I’ve at all times been a super-Googler, dealing with uncertainty by making an attempt to study as a lot as I can about no matter is likely to be coming. That included my father’s throat most cancers.

I began Googling the levels of grief, and books and tutorial analysis about loss, from the app on my iPhone, deliberately and unintentionally consuming individuals’s experiences of grief and tragedy by way of Instagram movies, varied newsfeeds, and Twitter testimonials.

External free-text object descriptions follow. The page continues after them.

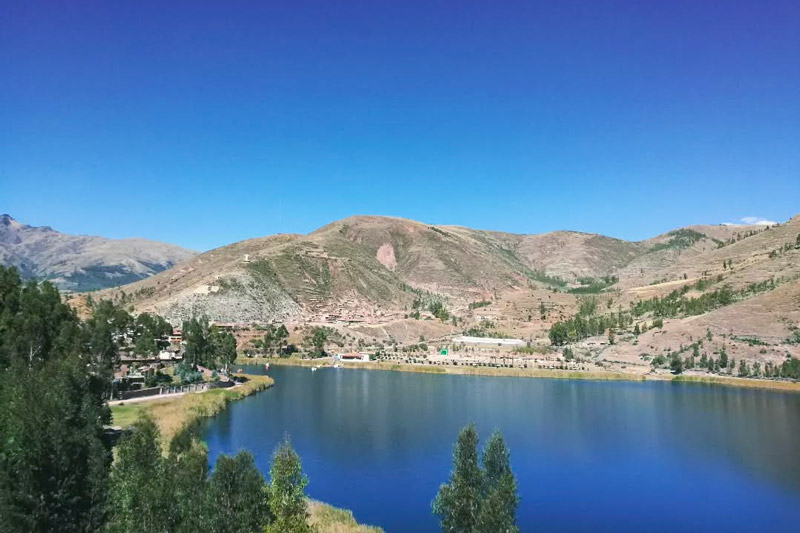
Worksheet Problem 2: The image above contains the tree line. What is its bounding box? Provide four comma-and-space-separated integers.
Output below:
1, 265, 521, 531
108, 417, 311, 533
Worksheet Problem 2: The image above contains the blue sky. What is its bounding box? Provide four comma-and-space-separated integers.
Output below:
2, 1, 798, 251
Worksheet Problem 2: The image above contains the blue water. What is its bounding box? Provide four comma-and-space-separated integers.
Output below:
202, 366, 800, 532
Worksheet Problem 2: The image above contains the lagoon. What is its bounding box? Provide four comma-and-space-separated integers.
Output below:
202, 365, 800, 531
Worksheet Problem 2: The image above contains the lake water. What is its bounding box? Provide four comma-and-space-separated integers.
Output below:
202, 365, 800, 532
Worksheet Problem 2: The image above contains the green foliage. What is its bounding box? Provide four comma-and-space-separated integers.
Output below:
468, 300, 491, 310
132, 312, 172, 356
548, 310, 632, 346
477, 431, 519, 533
567, 276, 618, 294
578, 296, 598, 317
432, 425, 519, 533
174, 362, 204, 384
209, 327, 237, 369
0, 266, 112, 532
182, 317, 237, 369
105, 416, 167, 533
107, 416, 270, 533
0, 358, 111, 532
429, 301, 450, 322
670, 354, 684, 374
525, 270, 567, 289
208, 451, 271, 533
563, 347, 574, 361
651, 354, 668, 367
432, 424, 482, 532
304, 326, 331, 358
648, 229, 710, 253
738, 359, 750, 377
0, 266, 82, 369
631, 279, 779, 319
266, 437, 310, 533
182, 317, 212, 367
257, 323, 290, 355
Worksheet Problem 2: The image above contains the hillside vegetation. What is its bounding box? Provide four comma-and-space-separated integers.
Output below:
90, 214, 800, 375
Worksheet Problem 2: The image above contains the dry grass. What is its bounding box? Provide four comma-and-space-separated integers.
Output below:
110, 374, 273, 443
307, 500, 383, 533
242, 357, 642, 382
672, 374, 800, 393
239, 356, 800, 393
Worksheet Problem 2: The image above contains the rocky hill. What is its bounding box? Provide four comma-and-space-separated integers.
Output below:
0, 214, 197, 291
68, 212, 800, 374
93, 214, 793, 327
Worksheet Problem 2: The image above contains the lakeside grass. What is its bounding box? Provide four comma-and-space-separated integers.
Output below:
238, 356, 642, 381
238, 356, 800, 393
672, 374, 800, 393
110, 373, 273, 443
110, 375, 378, 532
307, 500, 383, 533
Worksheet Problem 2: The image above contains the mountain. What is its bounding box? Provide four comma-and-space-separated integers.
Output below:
92, 214, 792, 317
0, 214, 197, 291
79, 213, 800, 370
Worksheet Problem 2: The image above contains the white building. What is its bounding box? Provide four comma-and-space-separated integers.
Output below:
451, 336, 525, 347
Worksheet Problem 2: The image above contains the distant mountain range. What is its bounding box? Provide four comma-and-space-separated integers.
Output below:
11, 212, 800, 371
0, 214, 197, 291
96, 214, 795, 325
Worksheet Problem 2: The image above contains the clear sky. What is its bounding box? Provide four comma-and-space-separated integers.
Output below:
2, 1, 798, 251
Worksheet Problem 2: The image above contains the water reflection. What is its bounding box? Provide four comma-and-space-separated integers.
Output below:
203, 366, 800, 532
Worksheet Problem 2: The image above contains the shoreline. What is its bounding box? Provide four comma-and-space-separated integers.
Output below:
109, 373, 274, 442
237, 356, 800, 393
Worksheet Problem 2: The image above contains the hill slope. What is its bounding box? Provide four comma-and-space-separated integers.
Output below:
0, 214, 197, 291
99, 215, 793, 331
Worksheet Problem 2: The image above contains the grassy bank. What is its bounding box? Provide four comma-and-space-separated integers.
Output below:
672, 374, 800, 393
110, 373, 273, 442
238, 356, 800, 393
307, 500, 383, 533
110, 375, 378, 532
237, 356, 642, 382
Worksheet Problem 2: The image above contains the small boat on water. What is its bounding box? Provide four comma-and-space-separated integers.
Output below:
264, 363, 270, 371
333, 363, 341, 369
311, 366, 318, 371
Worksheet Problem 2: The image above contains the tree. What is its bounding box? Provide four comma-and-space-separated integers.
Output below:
260, 324, 290, 355
432, 424, 483, 532
429, 301, 450, 322
796, 233, 800, 248
476, 431, 518, 533
167, 424, 210, 533
633, 323, 641, 336
607, 330, 616, 345
132, 312, 172, 356
718, 346, 728, 369
305, 327, 329, 358
207, 451, 270, 533
0, 267, 112, 532
183, 317, 212, 367
670, 354, 684, 374
84, 299, 132, 374
209, 327, 237, 371
0, 267, 82, 369
106, 416, 169, 533
266, 436, 310, 533
738, 359, 750, 377
0, 358, 111, 533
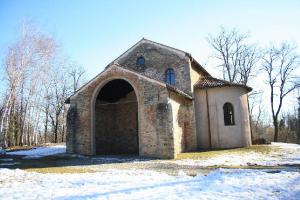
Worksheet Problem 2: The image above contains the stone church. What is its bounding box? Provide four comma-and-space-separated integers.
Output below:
65, 38, 252, 159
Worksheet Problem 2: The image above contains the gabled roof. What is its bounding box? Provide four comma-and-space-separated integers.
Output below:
65, 39, 213, 103
65, 63, 193, 103
194, 76, 252, 92
114, 38, 186, 63
113, 38, 210, 76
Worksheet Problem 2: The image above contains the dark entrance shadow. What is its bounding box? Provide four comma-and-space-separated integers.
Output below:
95, 79, 139, 155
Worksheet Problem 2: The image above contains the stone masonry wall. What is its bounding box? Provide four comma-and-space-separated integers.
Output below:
169, 92, 197, 155
68, 65, 176, 158
117, 41, 193, 95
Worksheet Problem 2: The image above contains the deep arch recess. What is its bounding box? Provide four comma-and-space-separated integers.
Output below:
93, 79, 139, 155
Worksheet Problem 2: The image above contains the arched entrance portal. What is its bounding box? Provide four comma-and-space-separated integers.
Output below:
95, 79, 139, 155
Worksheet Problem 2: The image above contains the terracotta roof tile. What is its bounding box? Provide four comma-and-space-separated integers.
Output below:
194, 76, 252, 92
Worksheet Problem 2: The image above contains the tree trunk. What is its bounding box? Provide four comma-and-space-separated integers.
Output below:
54, 115, 58, 143
44, 104, 49, 143
54, 127, 58, 143
274, 119, 279, 142
284, 130, 289, 143
61, 124, 64, 142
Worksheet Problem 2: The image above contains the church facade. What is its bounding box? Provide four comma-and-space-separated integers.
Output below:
65, 39, 252, 158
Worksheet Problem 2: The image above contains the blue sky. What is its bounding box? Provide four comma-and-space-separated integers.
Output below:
1, 0, 299, 80
1, 0, 300, 116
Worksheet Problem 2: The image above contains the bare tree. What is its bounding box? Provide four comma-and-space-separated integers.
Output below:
0, 21, 57, 147
207, 27, 261, 143
49, 80, 69, 143
238, 45, 260, 85
68, 63, 86, 93
207, 27, 259, 85
46, 63, 86, 143
249, 92, 265, 133
42, 86, 51, 143
262, 43, 300, 142
298, 96, 300, 143
0, 20, 88, 148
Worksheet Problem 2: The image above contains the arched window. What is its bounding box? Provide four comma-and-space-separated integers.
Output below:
223, 102, 235, 126
165, 68, 175, 85
137, 56, 145, 65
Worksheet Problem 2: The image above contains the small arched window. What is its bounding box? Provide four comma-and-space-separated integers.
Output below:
223, 102, 235, 126
165, 68, 175, 85
137, 56, 145, 65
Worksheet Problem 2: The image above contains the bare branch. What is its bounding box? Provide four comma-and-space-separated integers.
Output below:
207, 27, 259, 85
262, 42, 300, 142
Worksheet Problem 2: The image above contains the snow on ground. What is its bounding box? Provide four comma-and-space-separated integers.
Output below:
174, 142, 300, 167
3, 142, 300, 166
1, 142, 300, 199
0, 162, 19, 166
0, 147, 6, 155
7, 145, 66, 159
0, 168, 299, 200
0, 158, 13, 161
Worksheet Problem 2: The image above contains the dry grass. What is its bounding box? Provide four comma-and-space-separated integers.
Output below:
6, 143, 65, 152
25, 167, 94, 174
6, 146, 36, 151
176, 144, 279, 160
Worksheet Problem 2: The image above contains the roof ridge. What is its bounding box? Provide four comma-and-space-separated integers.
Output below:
112, 38, 145, 64
141, 38, 190, 55
195, 76, 252, 92
200, 76, 240, 84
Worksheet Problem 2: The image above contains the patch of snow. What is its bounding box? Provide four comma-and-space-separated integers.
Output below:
174, 142, 300, 167
0, 162, 19, 166
69, 154, 88, 159
0, 147, 6, 155
0, 158, 13, 162
7, 145, 66, 159
0, 168, 299, 200
271, 142, 300, 149
91, 157, 148, 163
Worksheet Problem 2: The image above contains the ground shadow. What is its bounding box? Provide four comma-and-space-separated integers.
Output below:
0, 153, 158, 170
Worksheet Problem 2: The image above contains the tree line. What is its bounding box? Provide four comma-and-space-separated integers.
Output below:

Yet with each search and click on, I inadvertently created a sticky net of digital grief. Ultimately, it could show practically unattainable to untangle myself from what the algorithms have been serving me. I obtained out—ultimately. But why is it so arduous to unsubscribe from and choose out of content material that we don’t need, even when it’s dangerous to us? Read the total story.

AI fashions spit out photographs of actual individuals and copyrighted photos

The information: Image era fashions could be prompted to provide identifiable photographs of actual individuals, medical photos, and copyrighted work by artists, in keeping with new analysis. 

How they did it: Researchers prompted Stable Diffusion and Google’s Imagen with captions for photos, reminiscent of an individual’s identify, many occasions. Then they analyzed whether or not any of the generated photos matched unique photos within the mannequin’s database. The group managed to extract over 100 replicas of photos within the AI’s coaching set.

Why it issues: The discovering might strengthen the case for artists who’re at present suing AI corporations for copyright violations, and will probably threaten the human topics’ privateness. It might even have implications for startups wanting to make use of generative AI fashions in well being care, because it reveals that these techniques threat leaking delicate non-public data. Read the total story.